Hopefully this will shed some light on what I've been talking about:
dictionary.pd
dictionary-help.pd
A few things to notice:
- Search performance should be at least 10x faster than the worst case for
[text search]
- The total computation time for
[dictionary] should be vastly more predictable than [text search].
However, there's still a clear bottleneck in this abstraction-- calculating the hash. Not sure whether it's the conversion from symbol to list or the recursive addition, but it is slow. So slow that if you reimplement it in C as I did to test, you get another 10x speed increase.
So exposing the (C level) symbol hashing to the user and wrapping it in an abstraction as I've done should give you a 100x speedup over the worst case linear lookup time in your patch above with 10,000 items.
A more dramatic restatement of that-- since memory is cheap, this means you can create a much larger hashmap and handle an enormous number key/value pairs for realtime computation that would not be possible with linear lookup times of [text].
Edit: the abstraction is just a demo. It will happily duplicate keys (preventable by adding a [text search] in the right object chain), and provides no mechanism to delete entries. While lookup is tweaked for realtime performance, adding keys will cause intermittent memory allocation.

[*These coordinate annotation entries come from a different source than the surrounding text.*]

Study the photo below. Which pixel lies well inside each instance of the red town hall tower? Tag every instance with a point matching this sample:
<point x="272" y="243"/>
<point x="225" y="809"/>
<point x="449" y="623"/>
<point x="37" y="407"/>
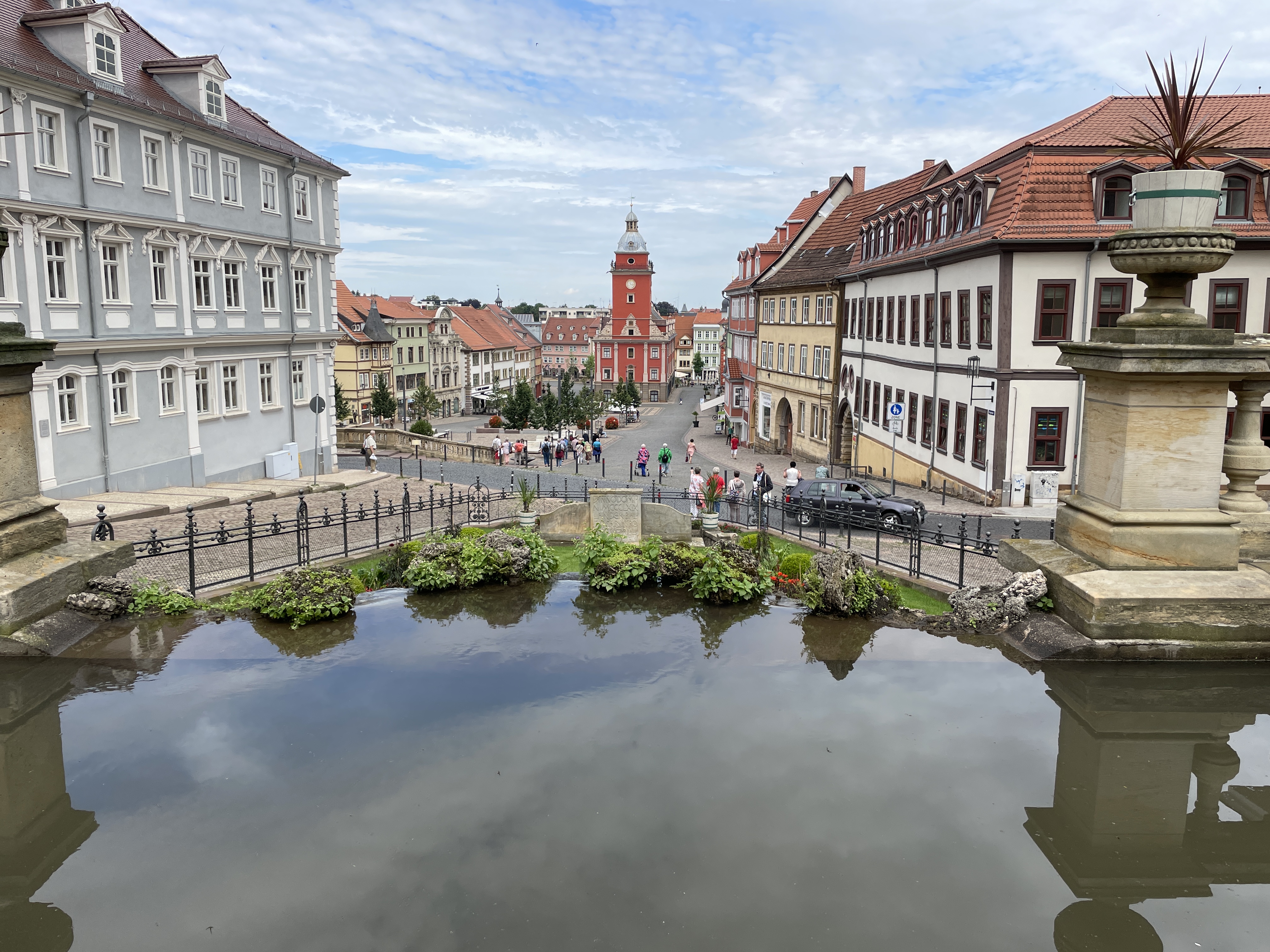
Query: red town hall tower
<point x="637" y="343"/>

Edit2: This is basically the way t_symbol *gensym(char*) works in the Pd code. It hashes the string to get the array index, then searches through the linked list of symbols at that index for the string. If it finds it it returns the memory address; if not, it creates a new entry and returns that address. That's why you can compare two symbols in Pd source code with "==" sign-- if they're both at the same address then it's the same string.